The most recent entity had a software upgrade which was followed by periodic hiccups. The dictation window would vanish and, shortly afterward, the login screen for the software would appear. I would log back in, and of course my entire dictation would be gone without any options for recovery. It could just be my bad luck, but three out of four times, I lost entire CT reports (each a page plus of verbiage, including measurements).

In my ensuing wrangling with support people, some of whom more interested/helpful than others, I kept coming back to the same point: Yes, whatever is causing the software to crash probably came from your recent upgrade, but aside from that, why don’t you guys have some sort of autosave-function in your apparatus? There are plenty of circumstances that can cause dictations to get lost. Swatting each of those scenarios individually would be nice, but how about a global safety net that ensures rads don’t wind up having to redo entire cases?

I added that it wouldn’t even be a hefty task to add an autosave feature since a bunch of other software has the function. You don’t even need to program the subroutine from scratch, It is easily lifted from elsewhere, such as the open-source word processor I use.

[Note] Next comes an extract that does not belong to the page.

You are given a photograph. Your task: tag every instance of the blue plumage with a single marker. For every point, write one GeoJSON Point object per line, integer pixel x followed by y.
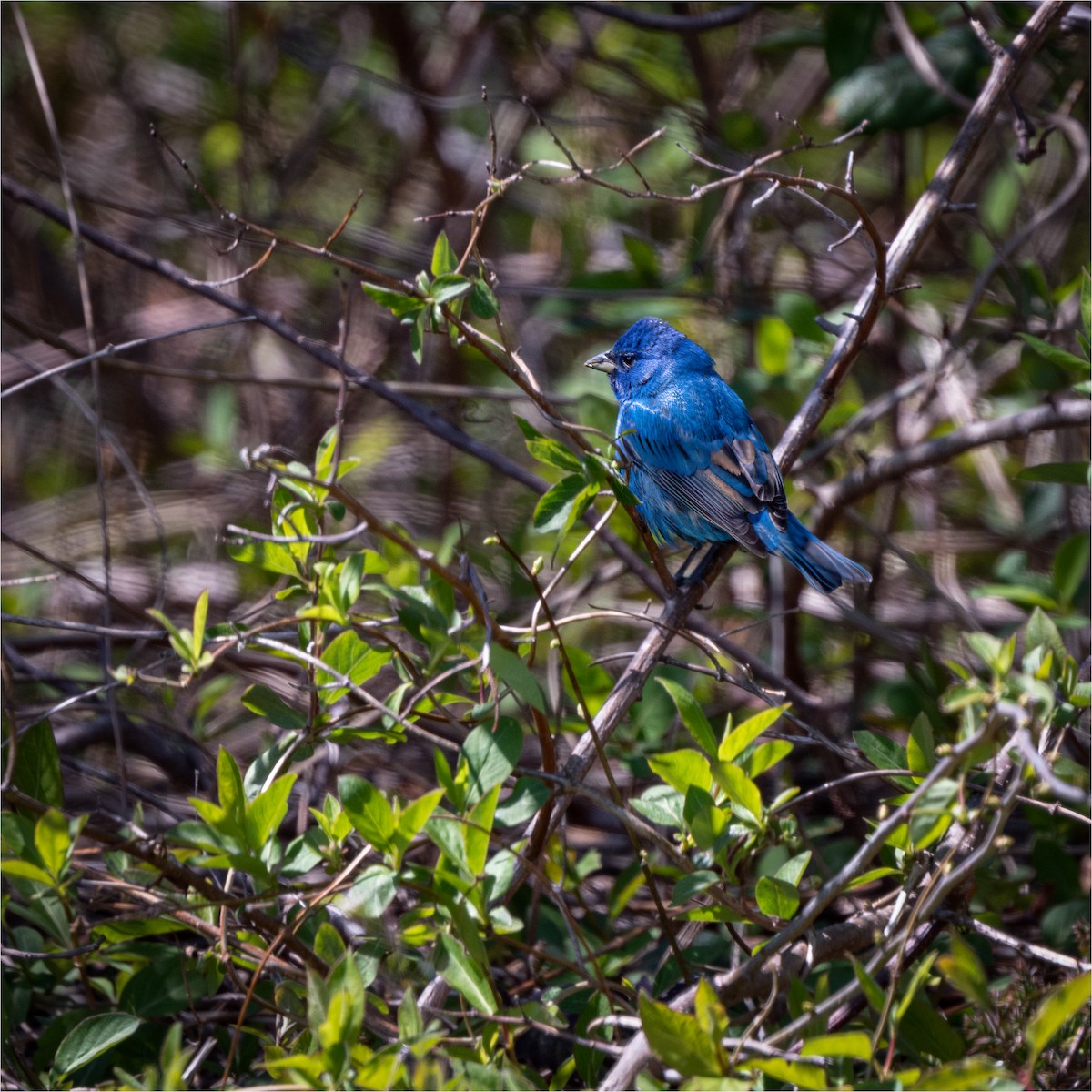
{"type": "Point", "coordinates": [698, 464]}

When I could actually find support people engaged enough to hear my suggestion, it baffled me to hear answers like “Yeah, that would be a useful function. Maybe a future version of the product will have that.”

In my mind, this was such a low-hanging fruit that it would be a no-brainer to prioritize for implementation. “Hey, we have got something we could easily fix that would prevent legions of rads from possibly infinite future episodes of losing their work and having to do it all over again, cursing our names in the process. Let’s make this happen ASAP!”

The lackadaisical sort of response that I got, instead, is a prime example of the sort of thing that drives me (and I suspect most other rads) crazy. We see something that needlessly multiplies the time and/or effort we spend on our job, we point out easy fixes that would require little/no resources beyond compliance from others in the radiological system ... and somehow it motivates nobody to take action.

I have written in this blog about other needless work duplication scenarios that bedevil us, for instance the unavailable but actually available prior studies routine. I will get a full-body scan, for instance, with no priors on the system. I read it out. Maybe I find no significant pathology, or I see some stuff that would ideally be compared against previous imaging if any existed.

Presto! After I have done my work, I am notified that priors have been uploaded. Sometimes, this happens later the same day and now have to make a comparison addendum. This at least doubles my work. In most practices, there is no mechanism to credit me for the added time I spend on it.

Suppose when I receive the same scan, I figure out that the patient probably had prior imaging. Perhaps there has been surgery and maybe some radiation therapy. I make a point of asking whether there is previous imaging that might be retrieved before I read the thing. In my experience, there is at least a 50 percent chance that, when I am told “no” and proceed to read the thing as is, priors magically turn up (again, sometimes later the same day), and I get my addendum request.

Of course, it is extra frustrating to those of us in high-pressure roles, for instance, with high expectations of RVU productivity. If you are going to expect us to turn out more work than, say, 75 percent of other rads out there, and not sacrifice quality, you should pretty much do anything we think will help us out that sounds remotely reasonable.